Mittwoch, 23. Januar 2013

Die angemessene Erziehung der Kinder ab etwa 23 Monaten stellt für alle Väter eine große Herausforderung dar. Zum allerersten Mal merken die Sprösslinge sich selbst als eigenständige Personen mit Gefühlen und Gedanken, die sich von denen anderer herausfiltern. Das „Ich“ wird erlebt! Wie sollten Sie in der Erziehung von Kindern vorgehen, damit die anständige Nachwuchserziehung zeitgemäß gelingt?  

Angemessene Kleinkinderziehung kann bedeuten: Wir sind uns darüber bewusst, dass Sie die unentbehrlichen Bezugspersonen im Leben unseres Kindes sind. Deshalb hängt die Erziehung der Kinder von der Qualität der Beziehung zwischen Ihnen und Ihrem Nachwuchs ab. Findet die gute Erziehung in einer Atmosphäre mit emotionaler Wärme statt? Nehmen Sie die gerade hervorkommenden eigenen Gefühle des Kindes auf? Wenn ja, wird sich Ihr Kind selbstbewusst fühlen und in der nahen Zukunft, seine Gefühle der Umwelt gegenüber zu äußern. Das Kind wird „Selbstbewusst“, und soll sich deshalb im Umgang mit Spielkameraden bewusst behaupten können.
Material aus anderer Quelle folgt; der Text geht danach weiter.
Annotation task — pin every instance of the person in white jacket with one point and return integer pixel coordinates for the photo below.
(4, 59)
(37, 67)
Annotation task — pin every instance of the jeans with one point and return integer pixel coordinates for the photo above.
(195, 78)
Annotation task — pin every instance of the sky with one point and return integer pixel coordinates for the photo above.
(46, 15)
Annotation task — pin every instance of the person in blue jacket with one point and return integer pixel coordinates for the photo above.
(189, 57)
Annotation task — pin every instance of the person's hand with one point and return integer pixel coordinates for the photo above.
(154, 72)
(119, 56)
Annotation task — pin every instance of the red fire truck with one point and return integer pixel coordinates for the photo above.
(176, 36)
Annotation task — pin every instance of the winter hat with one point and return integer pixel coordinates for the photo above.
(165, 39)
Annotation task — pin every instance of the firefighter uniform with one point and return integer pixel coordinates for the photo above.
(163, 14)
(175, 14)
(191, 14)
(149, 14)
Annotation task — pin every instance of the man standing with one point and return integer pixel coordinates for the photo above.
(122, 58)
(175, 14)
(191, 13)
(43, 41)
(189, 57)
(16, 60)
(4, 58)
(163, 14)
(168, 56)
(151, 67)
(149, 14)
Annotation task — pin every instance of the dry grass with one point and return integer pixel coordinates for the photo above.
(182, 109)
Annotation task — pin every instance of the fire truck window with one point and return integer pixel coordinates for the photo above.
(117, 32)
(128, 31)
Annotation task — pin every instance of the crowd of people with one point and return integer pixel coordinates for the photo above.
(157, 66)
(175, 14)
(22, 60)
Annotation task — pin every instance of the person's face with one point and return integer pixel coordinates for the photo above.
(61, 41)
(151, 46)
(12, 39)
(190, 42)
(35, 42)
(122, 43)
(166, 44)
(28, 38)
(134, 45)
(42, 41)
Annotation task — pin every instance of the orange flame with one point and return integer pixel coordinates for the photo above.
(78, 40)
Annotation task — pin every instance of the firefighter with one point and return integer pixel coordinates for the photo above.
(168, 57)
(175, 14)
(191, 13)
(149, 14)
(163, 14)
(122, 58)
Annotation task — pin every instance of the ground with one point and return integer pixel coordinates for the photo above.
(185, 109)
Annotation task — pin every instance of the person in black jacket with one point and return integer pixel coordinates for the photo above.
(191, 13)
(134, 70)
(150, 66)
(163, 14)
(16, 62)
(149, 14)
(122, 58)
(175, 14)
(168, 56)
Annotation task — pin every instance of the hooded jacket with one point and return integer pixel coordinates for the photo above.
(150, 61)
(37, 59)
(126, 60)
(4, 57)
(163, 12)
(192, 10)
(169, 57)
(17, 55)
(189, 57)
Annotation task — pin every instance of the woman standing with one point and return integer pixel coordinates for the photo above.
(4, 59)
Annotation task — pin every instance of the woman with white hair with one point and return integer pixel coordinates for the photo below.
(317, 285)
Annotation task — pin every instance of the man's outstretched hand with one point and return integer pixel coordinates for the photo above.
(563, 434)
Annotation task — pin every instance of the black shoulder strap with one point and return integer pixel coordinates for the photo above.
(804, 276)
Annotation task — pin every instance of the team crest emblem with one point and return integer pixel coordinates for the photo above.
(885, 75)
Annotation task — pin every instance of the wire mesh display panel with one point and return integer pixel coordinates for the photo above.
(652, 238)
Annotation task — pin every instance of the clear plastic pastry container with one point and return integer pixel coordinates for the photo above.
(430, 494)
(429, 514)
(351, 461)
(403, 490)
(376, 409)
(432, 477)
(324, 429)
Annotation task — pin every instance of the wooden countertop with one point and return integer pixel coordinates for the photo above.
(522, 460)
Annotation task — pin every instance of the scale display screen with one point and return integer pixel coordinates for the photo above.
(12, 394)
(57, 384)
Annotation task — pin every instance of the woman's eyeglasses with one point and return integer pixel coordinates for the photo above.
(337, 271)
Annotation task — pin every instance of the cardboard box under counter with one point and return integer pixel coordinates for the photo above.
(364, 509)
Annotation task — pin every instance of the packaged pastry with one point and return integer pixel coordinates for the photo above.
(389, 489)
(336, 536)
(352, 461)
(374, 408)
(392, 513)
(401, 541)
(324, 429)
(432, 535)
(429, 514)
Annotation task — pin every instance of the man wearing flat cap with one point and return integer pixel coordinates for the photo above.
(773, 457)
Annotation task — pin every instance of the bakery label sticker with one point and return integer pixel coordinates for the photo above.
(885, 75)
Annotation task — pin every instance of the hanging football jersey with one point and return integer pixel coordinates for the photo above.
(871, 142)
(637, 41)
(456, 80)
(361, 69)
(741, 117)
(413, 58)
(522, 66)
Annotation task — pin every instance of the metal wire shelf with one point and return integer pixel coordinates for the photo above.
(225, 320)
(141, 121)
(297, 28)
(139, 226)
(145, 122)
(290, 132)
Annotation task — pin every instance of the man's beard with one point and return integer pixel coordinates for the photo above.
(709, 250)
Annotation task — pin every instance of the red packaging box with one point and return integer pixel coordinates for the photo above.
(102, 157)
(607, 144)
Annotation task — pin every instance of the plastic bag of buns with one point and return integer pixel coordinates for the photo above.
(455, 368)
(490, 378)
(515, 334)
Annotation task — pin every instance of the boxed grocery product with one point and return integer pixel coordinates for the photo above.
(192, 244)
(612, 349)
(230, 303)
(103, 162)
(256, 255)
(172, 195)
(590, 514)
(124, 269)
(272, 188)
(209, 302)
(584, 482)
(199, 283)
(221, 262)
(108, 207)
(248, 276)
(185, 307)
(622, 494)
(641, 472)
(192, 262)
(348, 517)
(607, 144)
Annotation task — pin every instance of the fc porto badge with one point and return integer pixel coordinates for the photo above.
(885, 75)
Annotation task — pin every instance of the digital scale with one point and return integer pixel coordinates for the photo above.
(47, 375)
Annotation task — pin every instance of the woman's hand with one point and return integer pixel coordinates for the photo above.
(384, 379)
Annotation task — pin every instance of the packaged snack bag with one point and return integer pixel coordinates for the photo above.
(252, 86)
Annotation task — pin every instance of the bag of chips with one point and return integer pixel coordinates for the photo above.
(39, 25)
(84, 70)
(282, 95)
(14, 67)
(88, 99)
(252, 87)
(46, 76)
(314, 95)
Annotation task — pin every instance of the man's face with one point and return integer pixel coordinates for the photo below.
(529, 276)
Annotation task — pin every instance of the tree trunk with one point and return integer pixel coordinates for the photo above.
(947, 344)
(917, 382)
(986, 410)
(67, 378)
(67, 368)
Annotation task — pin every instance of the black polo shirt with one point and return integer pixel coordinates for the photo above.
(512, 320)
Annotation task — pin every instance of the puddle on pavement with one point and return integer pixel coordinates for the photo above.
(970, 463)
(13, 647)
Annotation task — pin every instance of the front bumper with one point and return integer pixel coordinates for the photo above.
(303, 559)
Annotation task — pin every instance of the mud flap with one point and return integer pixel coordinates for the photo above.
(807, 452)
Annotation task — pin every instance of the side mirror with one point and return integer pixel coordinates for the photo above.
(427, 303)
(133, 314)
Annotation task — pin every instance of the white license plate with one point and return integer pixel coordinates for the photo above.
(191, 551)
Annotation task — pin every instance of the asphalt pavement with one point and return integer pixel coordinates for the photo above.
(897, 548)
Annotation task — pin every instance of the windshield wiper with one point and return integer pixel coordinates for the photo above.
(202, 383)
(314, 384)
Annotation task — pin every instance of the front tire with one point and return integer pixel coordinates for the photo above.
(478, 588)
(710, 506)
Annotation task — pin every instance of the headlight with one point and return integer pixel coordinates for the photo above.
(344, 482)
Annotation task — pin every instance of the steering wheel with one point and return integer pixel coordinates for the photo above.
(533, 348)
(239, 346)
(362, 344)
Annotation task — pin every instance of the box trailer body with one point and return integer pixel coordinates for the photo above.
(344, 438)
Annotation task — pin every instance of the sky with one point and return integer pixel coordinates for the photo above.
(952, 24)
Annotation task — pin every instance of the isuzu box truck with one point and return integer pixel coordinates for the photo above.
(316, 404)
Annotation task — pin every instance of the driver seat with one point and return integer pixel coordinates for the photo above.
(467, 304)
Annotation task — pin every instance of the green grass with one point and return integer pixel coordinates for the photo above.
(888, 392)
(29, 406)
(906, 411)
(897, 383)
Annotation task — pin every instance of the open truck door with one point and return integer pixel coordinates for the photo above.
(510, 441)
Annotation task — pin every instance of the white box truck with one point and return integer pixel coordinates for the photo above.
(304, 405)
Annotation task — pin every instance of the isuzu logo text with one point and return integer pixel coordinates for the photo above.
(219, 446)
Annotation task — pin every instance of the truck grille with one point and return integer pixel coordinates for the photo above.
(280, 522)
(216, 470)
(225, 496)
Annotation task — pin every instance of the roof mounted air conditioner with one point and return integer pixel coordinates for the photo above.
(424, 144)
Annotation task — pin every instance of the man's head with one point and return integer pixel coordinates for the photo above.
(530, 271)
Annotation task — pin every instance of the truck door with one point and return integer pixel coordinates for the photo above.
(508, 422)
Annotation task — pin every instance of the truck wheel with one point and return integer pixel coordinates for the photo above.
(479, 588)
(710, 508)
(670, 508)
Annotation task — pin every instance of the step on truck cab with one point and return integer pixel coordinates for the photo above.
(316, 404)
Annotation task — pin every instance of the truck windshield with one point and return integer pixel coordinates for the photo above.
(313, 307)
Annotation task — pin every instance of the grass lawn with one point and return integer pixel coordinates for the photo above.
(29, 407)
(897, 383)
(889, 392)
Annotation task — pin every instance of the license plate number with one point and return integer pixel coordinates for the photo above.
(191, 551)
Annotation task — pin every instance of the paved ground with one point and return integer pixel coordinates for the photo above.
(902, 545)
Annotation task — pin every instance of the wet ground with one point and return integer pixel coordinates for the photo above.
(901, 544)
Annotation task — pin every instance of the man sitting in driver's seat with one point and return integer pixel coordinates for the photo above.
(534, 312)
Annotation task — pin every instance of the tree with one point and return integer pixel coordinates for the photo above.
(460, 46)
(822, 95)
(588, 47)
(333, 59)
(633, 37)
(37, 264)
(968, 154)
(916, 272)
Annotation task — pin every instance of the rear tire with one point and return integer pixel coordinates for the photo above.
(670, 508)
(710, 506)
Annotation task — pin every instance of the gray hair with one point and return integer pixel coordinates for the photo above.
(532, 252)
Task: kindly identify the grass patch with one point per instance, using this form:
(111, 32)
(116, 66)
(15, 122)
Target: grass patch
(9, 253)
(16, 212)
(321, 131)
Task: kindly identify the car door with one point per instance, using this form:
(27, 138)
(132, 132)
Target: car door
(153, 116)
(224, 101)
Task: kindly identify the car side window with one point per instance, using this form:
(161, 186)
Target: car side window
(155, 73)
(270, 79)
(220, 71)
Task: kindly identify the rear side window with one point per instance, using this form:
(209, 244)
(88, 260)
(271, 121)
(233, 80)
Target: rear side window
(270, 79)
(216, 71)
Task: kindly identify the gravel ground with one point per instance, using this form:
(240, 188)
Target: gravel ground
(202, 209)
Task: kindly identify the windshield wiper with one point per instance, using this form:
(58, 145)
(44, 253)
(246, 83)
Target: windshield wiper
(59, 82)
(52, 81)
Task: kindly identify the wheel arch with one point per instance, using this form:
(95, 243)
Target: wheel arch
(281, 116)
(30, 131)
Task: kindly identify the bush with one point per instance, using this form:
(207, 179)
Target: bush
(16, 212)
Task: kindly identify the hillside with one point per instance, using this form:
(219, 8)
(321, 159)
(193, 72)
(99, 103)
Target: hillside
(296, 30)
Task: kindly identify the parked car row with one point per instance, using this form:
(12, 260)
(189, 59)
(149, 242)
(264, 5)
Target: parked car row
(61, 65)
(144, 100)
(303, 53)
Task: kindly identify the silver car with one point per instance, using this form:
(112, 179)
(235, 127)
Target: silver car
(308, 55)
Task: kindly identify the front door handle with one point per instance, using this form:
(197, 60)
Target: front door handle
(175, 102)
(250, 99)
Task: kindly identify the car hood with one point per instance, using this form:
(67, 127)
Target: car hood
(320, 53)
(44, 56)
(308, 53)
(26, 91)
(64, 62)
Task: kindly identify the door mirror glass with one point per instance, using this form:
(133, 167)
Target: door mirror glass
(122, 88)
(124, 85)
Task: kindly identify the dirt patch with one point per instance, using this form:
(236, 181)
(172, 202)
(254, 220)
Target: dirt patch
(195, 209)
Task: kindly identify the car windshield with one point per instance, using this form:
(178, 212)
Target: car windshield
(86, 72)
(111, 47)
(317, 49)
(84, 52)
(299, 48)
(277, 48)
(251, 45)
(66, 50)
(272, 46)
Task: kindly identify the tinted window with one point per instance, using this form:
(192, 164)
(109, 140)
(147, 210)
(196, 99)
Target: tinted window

In diesem Sinne sei an Ihre Aufgabe als Vorbild erinnert. In der Erziehung von Kindern sprechen Opas ihre eigenen Befindlichkeiten klar aus, am unkompliziertesten in Form von sogenannten „Ich-Botschaften“. Den Satz: „Ich mache gleich eine Unterbrechung“, können Enkel schon sehr gezielt empfinden. Und sie bemerken Großeltern, die erzählen was sie wollen oder auch was sie nicht wollen. Falls Enkel das vorbildliche Verhalten an sich nehmen und sich dabei gut fühlen, ist das die Voraussetzung für die soziale Kleinkinderziehung.

Erziehung von Enkeln meint, die Kleinkinder anzunehmen, auch in Situationen wenn sie wütend sind. „Der Christian hat dir dein grünes Fahrrad weggenommen. Ich kann spüren, dass dich das ärgert“. Und weiter: „Geh bei ihn und sag, er soll es dir aber wieder geben!“ So reibungslos funktioniert das bei Jungen und Mädchen mit ihren plötzlich aufkommenden Empfindungen meistens nicht. Ihr Junge oder ihr Mädchen kann weinen, toben und sich sogar auf den Boden legen, aber stellen Sie sicher, dass es Andere nicht schlagen darf. Der Umgang mit Ärger ist ein großer Entwicklungsschritt, der Geduld braucht. Begleiten Sie Ihr Kind auf dieser Strecke!